Gemini 2.5: Pushing the Frontier with Advanced Reasoning, Multimodality, Long Context, and Next Generation Agentic Capabilities

arXiv

Technical report introducing the Gemini 2.X model family (Gemini 2.5 Pro and Flash). Gemini 2.5 Pro achieves state-of-the-art performance on factuality benchmarks including SimpleQA and FACTS Grounding. I contributed to the factuality work during my last six months at Google.

UWB Radar-based Heart Rate Monitoring: A Transfer Learning Approach

arXiv

First demonstration of transfer learning between FMCW and IR-UWB radar systems for vital sign monitoring. Using a novel 2D+1D ResNet architecture, achieves MAE of 0.85 bpm for heart rate with FMCW radar and a 25% MAE reduction on a small IR-UWB dataset via transfer learning, enabling accurate contactless heart rate monitoring via consumer electronics.

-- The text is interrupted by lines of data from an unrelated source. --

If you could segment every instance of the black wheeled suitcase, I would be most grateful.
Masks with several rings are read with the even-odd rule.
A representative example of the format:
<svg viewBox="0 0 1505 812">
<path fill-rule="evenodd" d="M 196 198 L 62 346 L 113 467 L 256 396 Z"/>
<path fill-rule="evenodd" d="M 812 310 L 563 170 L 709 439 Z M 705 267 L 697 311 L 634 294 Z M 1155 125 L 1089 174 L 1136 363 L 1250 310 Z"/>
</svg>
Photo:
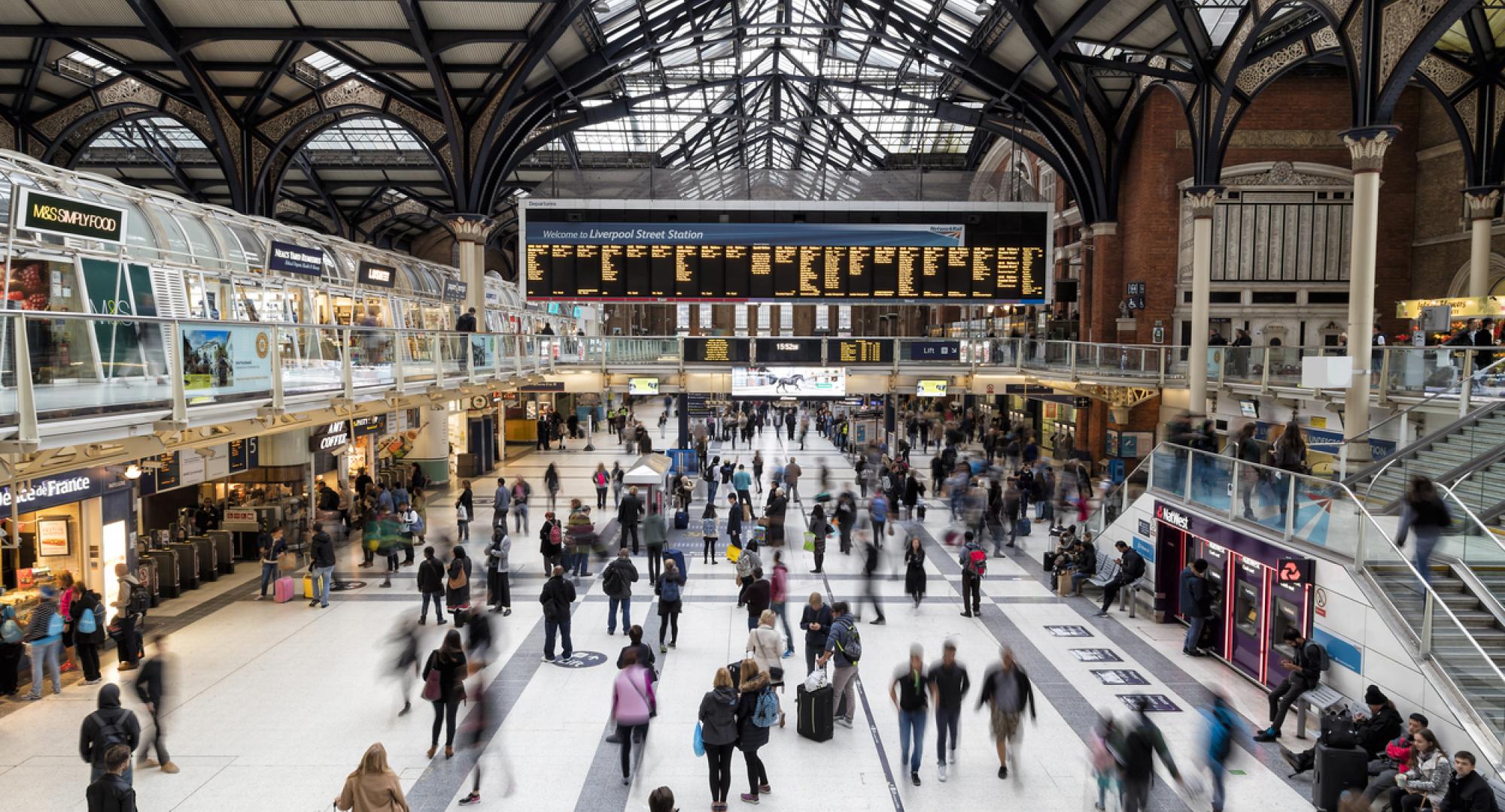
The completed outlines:
<svg viewBox="0 0 1505 812">
<path fill-rule="evenodd" d="M 799 711 L 799 735 L 814 741 L 828 741 L 835 728 L 835 717 L 832 716 L 835 699 L 837 692 L 831 686 L 820 686 L 813 692 L 805 690 L 805 686 L 799 686 L 799 693 L 795 699 Z"/>
<path fill-rule="evenodd" d="M 1362 789 L 1370 780 L 1370 756 L 1359 747 L 1329 747 L 1317 744 L 1312 767 L 1312 806 L 1318 812 L 1336 812 L 1344 789 Z"/>
</svg>

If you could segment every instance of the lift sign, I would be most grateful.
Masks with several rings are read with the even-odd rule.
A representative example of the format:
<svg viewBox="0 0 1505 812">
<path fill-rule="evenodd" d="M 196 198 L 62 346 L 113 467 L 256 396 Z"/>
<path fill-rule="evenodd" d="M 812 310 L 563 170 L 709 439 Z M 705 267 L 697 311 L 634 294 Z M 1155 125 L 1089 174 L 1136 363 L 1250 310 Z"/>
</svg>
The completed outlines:
<svg viewBox="0 0 1505 812">
<path fill-rule="evenodd" d="M 1293 586 L 1311 583 L 1312 564 L 1315 562 L 1311 558 L 1282 558 L 1275 567 L 1275 577 Z"/>
</svg>

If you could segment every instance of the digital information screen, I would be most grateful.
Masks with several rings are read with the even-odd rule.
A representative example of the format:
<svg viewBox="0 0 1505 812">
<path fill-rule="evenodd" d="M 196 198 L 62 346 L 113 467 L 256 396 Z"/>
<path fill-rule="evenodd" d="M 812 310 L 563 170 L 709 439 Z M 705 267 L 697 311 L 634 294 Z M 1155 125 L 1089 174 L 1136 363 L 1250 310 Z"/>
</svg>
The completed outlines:
<svg viewBox="0 0 1505 812">
<path fill-rule="evenodd" d="M 826 338 L 828 364 L 892 364 L 891 338 Z"/>
<path fill-rule="evenodd" d="M 536 203 L 551 206 L 519 238 L 536 301 L 1041 304 L 1047 295 L 1043 208 L 1010 211 L 1007 229 L 969 241 L 966 226 L 945 223 L 558 223 L 552 205 L 566 201 Z M 938 217 L 947 215 L 965 214 Z"/>
<path fill-rule="evenodd" d="M 746 364 L 752 359 L 748 338 L 685 338 L 686 364 Z"/>
<path fill-rule="evenodd" d="M 820 338 L 759 338 L 759 364 L 819 364 Z"/>
</svg>

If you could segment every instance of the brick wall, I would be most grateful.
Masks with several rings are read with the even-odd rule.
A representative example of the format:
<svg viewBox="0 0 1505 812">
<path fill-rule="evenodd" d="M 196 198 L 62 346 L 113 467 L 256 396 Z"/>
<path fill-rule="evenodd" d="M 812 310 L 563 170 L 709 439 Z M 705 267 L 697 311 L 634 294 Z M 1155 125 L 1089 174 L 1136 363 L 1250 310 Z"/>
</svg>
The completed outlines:
<svg viewBox="0 0 1505 812">
<path fill-rule="evenodd" d="M 1225 167 L 1258 161 L 1305 161 L 1342 168 L 1351 165 L 1338 132 L 1350 126 L 1348 84 L 1344 78 L 1288 77 L 1264 90 L 1237 125 L 1239 138 L 1224 158 Z M 1376 307 L 1394 313 L 1394 301 L 1410 295 L 1416 192 L 1416 132 L 1421 93 L 1407 90 L 1397 107 L 1401 134 L 1385 158 L 1380 188 L 1380 242 Z M 1156 90 L 1145 101 L 1129 143 L 1118 195 L 1118 241 L 1123 281 L 1145 283 L 1145 310 L 1138 314 L 1138 337 L 1162 319 L 1168 340 L 1180 338 L 1171 320 L 1175 308 L 1177 248 L 1180 241 L 1178 183 L 1192 176 L 1192 150 L 1184 144 L 1186 117 L 1169 92 Z M 1457 206 L 1454 206 L 1454 211 Z M 1123 290 L 1091 302 L 1090 326 L 1111 325 Z M 1103 338 L 1099 338 L 1103 340 Z"/>
</svg>

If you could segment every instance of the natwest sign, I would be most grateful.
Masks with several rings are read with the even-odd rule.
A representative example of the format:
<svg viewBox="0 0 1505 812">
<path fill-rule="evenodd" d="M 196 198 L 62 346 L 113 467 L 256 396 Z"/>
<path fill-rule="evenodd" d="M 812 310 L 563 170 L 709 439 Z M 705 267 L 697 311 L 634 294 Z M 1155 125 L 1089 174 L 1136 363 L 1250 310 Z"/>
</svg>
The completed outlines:
<svg viewBox="0 0 1505 812">
<path fill-rule="evenodd" d="M 1192 517 L 1165 505 L 1154 505 L 1154 517 L 1183 531 L 1192 529 Z"/>
<path fill-rule="evenodd" d="M 349 423 L 337 420 L 319 429 L 309 438 L 309 451 L 334 451 L 351 442 Z"/>
</svg>

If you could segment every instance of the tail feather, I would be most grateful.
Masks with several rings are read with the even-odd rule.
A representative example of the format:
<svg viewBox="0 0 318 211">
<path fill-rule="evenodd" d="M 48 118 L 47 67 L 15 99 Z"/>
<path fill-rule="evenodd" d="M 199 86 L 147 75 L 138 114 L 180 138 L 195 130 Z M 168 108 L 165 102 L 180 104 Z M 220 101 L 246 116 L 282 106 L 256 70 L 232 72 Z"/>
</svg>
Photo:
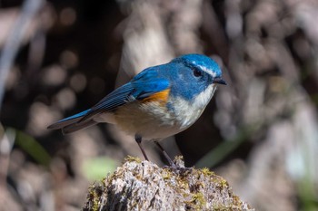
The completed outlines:
<svg viewBox="0 0 318 211">
<path fill-rule="evenodd" d="M 70 125 L 67 125 L 67 126 L 62 128 L 62 132 L 63 132 L 63 134 L 69 134 L 69 133 L 80 130 L 82 129 L 91 127 L 91 126 L 95 125 L 98 122 L 96 122 L 93 120 L 90 120 L 84 121 L 84 122 L 75 122 L 75 123 L 72 123 Z"/>
<path fill-rule="evenodd" d="M 93 120 L 87 120 L 85 121 L 79 122 L 83 119 L 83 117 L 84 117 L 90 110 L 86 110 L 71 117 L 63 119 L 62 120 L 59 120 L 48 126 L 47 129 L 62 129 L 63 132 L 66 134 L 96 124 L 97 122 L 94 121 Z"/>
</svg>

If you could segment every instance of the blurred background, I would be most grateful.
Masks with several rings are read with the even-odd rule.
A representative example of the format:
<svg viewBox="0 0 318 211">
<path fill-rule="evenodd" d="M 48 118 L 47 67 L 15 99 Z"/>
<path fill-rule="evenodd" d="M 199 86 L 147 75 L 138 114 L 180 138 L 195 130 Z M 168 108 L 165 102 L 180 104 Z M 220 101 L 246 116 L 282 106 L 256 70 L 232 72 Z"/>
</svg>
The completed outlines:
<svg viewBox="0 0 318 211">
<path fill-rule="evenodd" d="M 318 210 L 317 16 L 316 0 L 0 0 L 0 210 L 78 210 L 90 184 L 143 158 L 113 125 L 46 127 L 189 53 L 228 85 L 168 154 L 257 210 Z"/>
</svg>

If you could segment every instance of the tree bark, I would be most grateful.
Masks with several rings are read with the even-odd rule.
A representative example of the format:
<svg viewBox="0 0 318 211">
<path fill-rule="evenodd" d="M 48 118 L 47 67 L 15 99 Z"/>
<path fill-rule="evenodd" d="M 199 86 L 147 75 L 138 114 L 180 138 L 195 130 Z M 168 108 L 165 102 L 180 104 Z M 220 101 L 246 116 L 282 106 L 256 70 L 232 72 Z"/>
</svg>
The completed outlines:
<svg viewBox="0 0 318 211">
<path fill-rule="evenodd" d="M 253 210 L 227 181 L 208 168 L 159 168 L 129 157 L 101 184 L 89 188 L 83 210 Z"/>
</svg>

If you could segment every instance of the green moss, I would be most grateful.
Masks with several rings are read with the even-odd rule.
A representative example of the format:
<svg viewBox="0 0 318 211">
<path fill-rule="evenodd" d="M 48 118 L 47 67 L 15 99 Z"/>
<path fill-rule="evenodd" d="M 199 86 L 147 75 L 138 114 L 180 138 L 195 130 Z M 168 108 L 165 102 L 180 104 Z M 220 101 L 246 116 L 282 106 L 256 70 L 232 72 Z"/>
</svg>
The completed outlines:
<svg viewBox="0 0 318 211">
<path fill-rule="evenodd" d="M 99 200 L 99 194 L 96 192 L 98 188 L 96 188 L 95 185 L 93 184 L 89 187 L 89 193 L 88 193 L 88 201 L 93 202 L 92 210 L 97 211 L 98 210 L 98 200 Z"/>
<path fill-rule="evenodd" d="M 214 172 L 213 172 L 213 171 L 210 171 L 210 169 L 209 168 L 202 168 L 201 170 L 200 170 L 204 176 L 214 176 Z"/>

Predicting Cardiovascular Disease Risk using Photoplethysmography and Deep Learning

PLOS Global Public Health

Demonstrates that a deep learning model using PPG signals from a fingertip device — combined with age, sex, and smoking status — can predict 10-year risk of major adverse cardiovascular events (MACE) with C-statistic 71.1%, non-inferior to traditional office-based screening that requires blood pressure, BMI, and cholesterol measurements. A proof-of-concept for accessible CVD screening in resource-limited settings.

I’m an avid indoor boulderer. I also make electronic music — you can find some of it on SoundCloud.